The Comparable and Comparator Interfaces

Suppose we want a City class which stores the name of the city and the name of the state. To sort City objects, we usually want to first sort by city name, then state name (so Austin, Texas would be before Boise, Idaho), but sometimes we want to sort by the state name first, then the city name (in this case, Boise, Idaho would be before Austin, Texas). Of course, we want to use Java generics so that City objects are not mixed up with other types.

The City class implements the Comparable interface, so that sorting methods like Arrays.sort and Collections.sort can be applied to City arrays or City collections. The generic type argument <City> ensures that City objects will only be compared to other City objects.

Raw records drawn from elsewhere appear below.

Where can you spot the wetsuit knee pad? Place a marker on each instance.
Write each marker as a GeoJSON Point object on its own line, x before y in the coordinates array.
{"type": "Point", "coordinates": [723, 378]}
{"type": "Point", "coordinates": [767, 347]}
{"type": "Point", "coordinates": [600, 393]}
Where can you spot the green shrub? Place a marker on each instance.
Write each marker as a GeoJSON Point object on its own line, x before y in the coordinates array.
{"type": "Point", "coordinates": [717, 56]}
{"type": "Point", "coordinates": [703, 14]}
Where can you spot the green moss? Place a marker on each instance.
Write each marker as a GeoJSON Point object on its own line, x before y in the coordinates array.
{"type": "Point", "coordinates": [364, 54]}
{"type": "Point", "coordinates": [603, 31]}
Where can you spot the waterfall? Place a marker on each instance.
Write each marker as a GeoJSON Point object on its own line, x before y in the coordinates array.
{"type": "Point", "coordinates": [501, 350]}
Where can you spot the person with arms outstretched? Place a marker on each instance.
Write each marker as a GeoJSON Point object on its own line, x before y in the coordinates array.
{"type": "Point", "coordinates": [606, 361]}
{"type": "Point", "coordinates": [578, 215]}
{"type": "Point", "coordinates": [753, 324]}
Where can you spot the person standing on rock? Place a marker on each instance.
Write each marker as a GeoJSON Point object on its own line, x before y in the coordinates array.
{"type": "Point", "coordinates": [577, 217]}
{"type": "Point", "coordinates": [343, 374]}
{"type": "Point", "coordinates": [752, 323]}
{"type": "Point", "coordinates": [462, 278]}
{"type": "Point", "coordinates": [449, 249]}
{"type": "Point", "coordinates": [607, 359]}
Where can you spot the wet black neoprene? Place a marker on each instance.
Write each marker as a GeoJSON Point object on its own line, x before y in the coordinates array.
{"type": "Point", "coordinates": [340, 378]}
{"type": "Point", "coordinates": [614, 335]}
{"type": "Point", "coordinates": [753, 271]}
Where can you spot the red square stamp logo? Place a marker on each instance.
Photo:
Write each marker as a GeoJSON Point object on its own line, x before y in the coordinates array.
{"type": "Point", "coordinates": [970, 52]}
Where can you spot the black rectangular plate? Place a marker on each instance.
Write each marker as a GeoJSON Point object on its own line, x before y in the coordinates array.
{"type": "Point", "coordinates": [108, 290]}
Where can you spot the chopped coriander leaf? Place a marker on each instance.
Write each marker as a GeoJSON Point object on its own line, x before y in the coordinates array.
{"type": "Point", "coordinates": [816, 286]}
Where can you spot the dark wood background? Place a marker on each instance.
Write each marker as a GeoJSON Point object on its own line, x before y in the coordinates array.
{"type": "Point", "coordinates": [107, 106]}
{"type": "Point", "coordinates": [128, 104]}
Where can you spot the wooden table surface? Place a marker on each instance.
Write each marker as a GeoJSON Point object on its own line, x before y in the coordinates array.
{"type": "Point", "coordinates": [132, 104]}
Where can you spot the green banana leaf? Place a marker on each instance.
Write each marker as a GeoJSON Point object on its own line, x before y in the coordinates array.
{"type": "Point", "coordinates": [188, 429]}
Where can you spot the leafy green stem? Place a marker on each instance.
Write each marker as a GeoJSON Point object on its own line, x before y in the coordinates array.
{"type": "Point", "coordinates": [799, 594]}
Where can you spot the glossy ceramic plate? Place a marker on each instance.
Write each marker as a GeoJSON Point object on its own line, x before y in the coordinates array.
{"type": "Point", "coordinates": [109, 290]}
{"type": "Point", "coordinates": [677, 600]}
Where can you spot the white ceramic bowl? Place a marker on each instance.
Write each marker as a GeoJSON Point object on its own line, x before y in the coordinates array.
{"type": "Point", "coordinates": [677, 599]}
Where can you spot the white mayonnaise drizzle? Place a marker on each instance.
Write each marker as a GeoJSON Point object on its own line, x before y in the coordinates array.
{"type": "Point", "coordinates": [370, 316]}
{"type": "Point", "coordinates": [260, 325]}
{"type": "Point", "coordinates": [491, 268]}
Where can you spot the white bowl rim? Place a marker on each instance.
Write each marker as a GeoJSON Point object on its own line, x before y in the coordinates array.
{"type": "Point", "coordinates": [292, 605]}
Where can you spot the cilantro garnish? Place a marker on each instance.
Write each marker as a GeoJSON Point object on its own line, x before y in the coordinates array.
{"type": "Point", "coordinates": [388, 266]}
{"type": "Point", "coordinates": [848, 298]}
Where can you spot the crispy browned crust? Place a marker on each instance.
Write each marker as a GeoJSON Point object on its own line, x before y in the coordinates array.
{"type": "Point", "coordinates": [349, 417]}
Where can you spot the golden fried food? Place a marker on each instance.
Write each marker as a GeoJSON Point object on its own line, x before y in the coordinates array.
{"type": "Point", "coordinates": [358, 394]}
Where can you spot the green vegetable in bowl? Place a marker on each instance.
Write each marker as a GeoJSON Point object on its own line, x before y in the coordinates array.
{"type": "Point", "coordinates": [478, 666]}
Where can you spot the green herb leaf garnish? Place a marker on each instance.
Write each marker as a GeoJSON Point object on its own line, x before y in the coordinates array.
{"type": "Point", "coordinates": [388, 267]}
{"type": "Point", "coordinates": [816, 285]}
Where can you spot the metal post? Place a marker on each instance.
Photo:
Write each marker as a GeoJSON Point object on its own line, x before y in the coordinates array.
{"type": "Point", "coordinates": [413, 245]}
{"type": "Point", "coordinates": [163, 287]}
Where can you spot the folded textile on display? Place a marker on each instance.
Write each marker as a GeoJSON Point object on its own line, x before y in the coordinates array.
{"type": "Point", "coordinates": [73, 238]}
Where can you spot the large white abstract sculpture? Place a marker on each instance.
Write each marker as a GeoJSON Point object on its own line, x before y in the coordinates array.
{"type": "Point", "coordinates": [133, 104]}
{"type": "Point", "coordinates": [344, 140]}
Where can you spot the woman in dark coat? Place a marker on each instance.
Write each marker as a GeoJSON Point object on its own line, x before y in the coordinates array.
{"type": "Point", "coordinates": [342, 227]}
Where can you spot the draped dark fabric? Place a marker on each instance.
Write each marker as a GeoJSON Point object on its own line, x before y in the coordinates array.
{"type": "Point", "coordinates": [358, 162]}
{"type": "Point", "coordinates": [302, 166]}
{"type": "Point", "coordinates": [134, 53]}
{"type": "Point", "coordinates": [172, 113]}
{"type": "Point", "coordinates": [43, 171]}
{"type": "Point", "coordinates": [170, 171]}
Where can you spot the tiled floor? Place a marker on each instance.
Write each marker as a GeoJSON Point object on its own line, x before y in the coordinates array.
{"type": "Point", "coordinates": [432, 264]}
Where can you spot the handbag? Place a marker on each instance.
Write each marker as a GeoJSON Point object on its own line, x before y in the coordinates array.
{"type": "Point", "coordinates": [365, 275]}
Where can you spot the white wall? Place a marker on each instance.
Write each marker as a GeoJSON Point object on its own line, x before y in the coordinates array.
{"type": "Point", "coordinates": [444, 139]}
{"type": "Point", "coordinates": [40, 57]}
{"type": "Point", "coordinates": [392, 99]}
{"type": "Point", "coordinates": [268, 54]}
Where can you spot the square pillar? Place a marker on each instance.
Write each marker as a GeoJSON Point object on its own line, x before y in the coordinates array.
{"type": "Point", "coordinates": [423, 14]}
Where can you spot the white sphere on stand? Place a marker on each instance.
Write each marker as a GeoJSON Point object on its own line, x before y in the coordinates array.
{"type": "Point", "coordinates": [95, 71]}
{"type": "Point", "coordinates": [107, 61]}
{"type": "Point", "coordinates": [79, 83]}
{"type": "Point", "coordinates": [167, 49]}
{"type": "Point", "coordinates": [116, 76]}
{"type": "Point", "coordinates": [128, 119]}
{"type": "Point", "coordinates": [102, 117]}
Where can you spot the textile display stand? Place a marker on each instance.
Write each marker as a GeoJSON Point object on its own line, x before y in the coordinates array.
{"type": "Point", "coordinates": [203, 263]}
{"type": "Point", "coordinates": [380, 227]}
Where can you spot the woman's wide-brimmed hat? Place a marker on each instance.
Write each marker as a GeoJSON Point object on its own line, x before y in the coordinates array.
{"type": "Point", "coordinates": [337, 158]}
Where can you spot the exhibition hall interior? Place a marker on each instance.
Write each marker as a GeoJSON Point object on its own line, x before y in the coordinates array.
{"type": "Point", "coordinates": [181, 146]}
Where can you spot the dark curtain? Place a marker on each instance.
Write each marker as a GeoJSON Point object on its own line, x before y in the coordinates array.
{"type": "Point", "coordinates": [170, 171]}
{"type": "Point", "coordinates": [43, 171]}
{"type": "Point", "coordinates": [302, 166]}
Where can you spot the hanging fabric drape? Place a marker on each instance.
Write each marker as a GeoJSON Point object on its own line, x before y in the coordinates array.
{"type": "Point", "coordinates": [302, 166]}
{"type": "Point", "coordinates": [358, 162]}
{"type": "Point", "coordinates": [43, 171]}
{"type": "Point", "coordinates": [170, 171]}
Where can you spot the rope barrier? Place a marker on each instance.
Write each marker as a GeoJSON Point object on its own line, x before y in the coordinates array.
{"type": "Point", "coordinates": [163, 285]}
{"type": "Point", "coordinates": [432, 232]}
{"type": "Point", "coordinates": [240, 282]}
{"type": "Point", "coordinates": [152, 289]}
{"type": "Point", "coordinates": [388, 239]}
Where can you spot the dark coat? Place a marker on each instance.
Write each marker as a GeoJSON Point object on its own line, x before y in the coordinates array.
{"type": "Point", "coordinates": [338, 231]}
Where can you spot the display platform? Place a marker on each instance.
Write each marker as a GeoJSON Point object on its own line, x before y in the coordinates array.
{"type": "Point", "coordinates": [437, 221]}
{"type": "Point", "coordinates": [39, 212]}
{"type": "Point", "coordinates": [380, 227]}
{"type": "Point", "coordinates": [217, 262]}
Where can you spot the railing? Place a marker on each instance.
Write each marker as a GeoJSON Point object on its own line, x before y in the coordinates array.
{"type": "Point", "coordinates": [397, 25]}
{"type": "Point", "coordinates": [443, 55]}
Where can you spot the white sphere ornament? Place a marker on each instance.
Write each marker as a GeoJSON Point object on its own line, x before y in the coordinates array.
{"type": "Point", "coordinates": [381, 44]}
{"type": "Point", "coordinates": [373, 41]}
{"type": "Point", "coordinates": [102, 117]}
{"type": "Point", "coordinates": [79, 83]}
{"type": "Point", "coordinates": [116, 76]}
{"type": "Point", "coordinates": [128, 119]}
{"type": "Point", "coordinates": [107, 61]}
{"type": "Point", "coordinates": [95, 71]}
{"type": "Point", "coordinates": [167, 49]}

The CityComparator class implements the Comparator interface so that City objects can be sorted in a different way. Again, the generic type argument <City> ensures that City objects will only be compared to other City objects.

The methods in CityTest.java illustrate the use of these classes, plus an example of how Java generics help detect errors at compile time.

The Iterator and Iterable Interfaces

The Iterator and Iterable interfaces can be used to loop through a sequence of objects. The key methods of the Iterator interface are next and hasNext, so that loops can be written:

while (iterator.hasNext()) {
  SomeType object = iterator.next();
  // process object
}
  
The Iterable interface has a single method iterator that returns an Iterator. This should usually return a new Iterator. An Iterable object can be used to write a for-each loop instead instead of the above while loop:
for (SomeType object : iterable) {
  // process object
}
  
Implementing both interfaces should make use of the generic type parameter, the type of object that is processed in the loops.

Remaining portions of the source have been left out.